Announcing: The Analytics Development Lifecycle (ADLC)
The full 25-page whitepaper launched earlier this week
The Analytics Development Lifecycle.
Full white paper here. (Soon to be packaged up as a downloadable PDF, but I didn’t want to wait for that to get this into your hands.)
===
I’ve teased the work I’m doing on the ADLC over the last few issues of this newsletter. The white paper has been a major lift for me over the past ~3 months and is really the product of ~8 years of being on the journey of bringing software engineering best practices into analytics.
The final result is somewhat long (25 pages in PDF form!) but simultaneously concise given how much it covers. I highly recommend skimming the entire thing, and then saving it as a resource to return to on an ongoing basis.

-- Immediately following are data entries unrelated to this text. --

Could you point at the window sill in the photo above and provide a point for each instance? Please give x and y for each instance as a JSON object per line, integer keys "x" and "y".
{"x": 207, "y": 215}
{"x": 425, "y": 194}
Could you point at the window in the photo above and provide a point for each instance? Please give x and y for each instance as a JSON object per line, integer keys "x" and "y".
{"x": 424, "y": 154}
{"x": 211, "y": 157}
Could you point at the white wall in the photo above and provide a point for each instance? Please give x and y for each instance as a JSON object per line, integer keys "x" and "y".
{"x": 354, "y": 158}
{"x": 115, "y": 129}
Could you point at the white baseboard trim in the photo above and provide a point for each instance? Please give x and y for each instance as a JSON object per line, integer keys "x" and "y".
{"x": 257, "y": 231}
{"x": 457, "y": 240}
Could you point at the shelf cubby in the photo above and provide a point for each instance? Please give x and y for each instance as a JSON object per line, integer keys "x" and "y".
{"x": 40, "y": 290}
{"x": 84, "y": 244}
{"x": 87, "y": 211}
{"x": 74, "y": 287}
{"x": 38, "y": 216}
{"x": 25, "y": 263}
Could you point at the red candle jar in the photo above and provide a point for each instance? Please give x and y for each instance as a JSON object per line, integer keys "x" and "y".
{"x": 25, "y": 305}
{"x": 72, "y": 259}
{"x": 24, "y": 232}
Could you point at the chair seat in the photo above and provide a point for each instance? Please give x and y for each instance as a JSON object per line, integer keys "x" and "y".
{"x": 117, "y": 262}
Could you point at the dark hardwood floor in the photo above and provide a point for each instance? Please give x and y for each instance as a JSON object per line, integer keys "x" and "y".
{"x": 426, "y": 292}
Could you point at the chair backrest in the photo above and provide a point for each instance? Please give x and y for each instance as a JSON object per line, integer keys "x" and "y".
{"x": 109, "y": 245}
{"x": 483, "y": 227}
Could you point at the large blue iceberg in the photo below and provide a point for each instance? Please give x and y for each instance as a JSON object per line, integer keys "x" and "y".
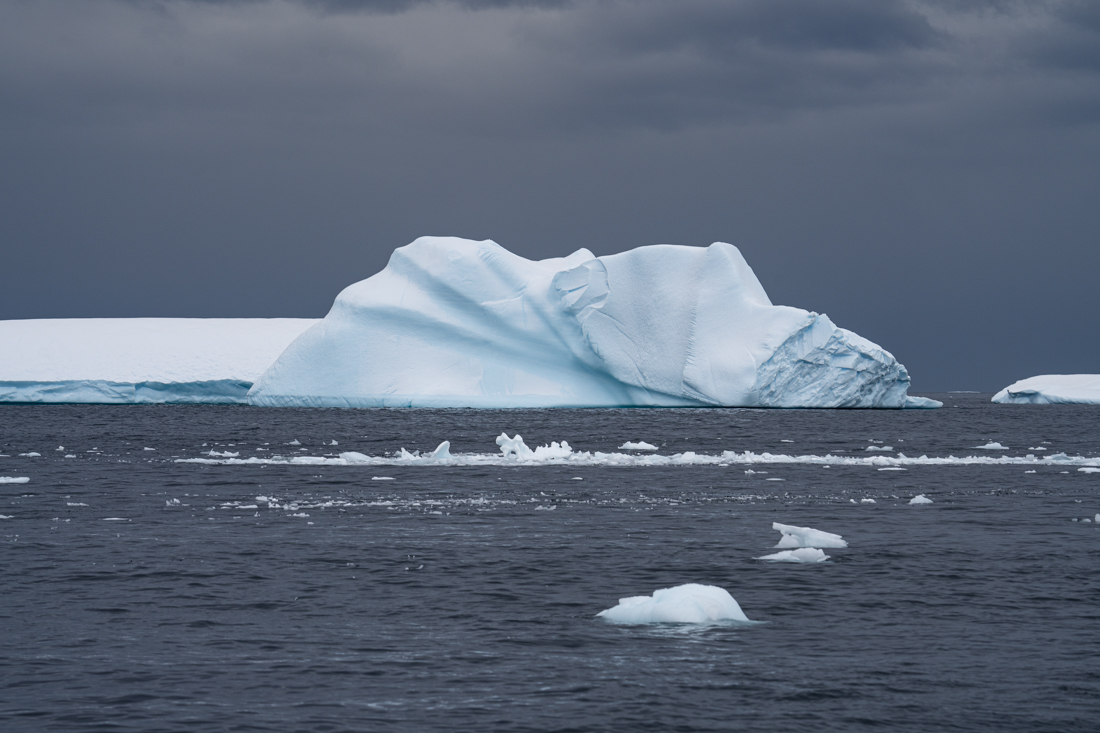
{"x": 453, "y": 323}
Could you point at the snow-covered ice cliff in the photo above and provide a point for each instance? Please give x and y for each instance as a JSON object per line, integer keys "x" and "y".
{"x": 1053, "y": 390}
{"x": 139, "y": 360}
{"x": 453, "y": 323}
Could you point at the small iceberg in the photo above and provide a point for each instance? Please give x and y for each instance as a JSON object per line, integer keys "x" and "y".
{"x": 1052, "y": 390}
{"x": 801, "y": 555}
{"x": 805, "y": 537}
{"x": 691, "y": 603}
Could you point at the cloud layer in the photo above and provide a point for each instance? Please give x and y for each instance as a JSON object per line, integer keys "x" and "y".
{"x": 921, "y": 171}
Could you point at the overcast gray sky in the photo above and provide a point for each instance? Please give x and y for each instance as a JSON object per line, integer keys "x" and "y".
{"x": 925, "y": 172}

Mostly what I want to do with this newsletter is simply to share the link; that’s more than enough reading for your Sunday morning :) But I figured I’d also answer two other questions:
Why write this now?
What are early responses like?
Why now?
I address this specifically in my intro:
…nearly a decade later, it is clear to me that the original post is in need of an update.
Why? First, we now have the collective experience of tens of thousands of companies applying these ideas. We can observe from dbt product instrumentation data that a large majority of companies that transition to the cloud adopt at least some elements of a mature analytics workflow—particularly related to data transformations. But what about the other layers of the analytics stack?
Here is what I mean:
At your company, do you believe that notebooks and dashboards are well-tested and have provable SLAs?
Do your ingestion pipelines have clear versioning? Do they have processes to roll back schema changes? Do they support multiple environments?
Can data consumers request support and declare incidents directly from within the analytical systems they interact with? Do you have on-call rotations? Do you have a well-defined incident management process?
The answer to these questions, for almost every company out there, is “no.”
The fact is that we—the entire data community—have not rolled out these ideas to all layers of the analytics stack, and this leads to bad outcomes: impaired trust in data, slow decision-making velocity, low quality decisions. We have pushed back this tide within the narrow domain of data transformation; it is time to apply these lessons more broadly across the entire analytics workflow.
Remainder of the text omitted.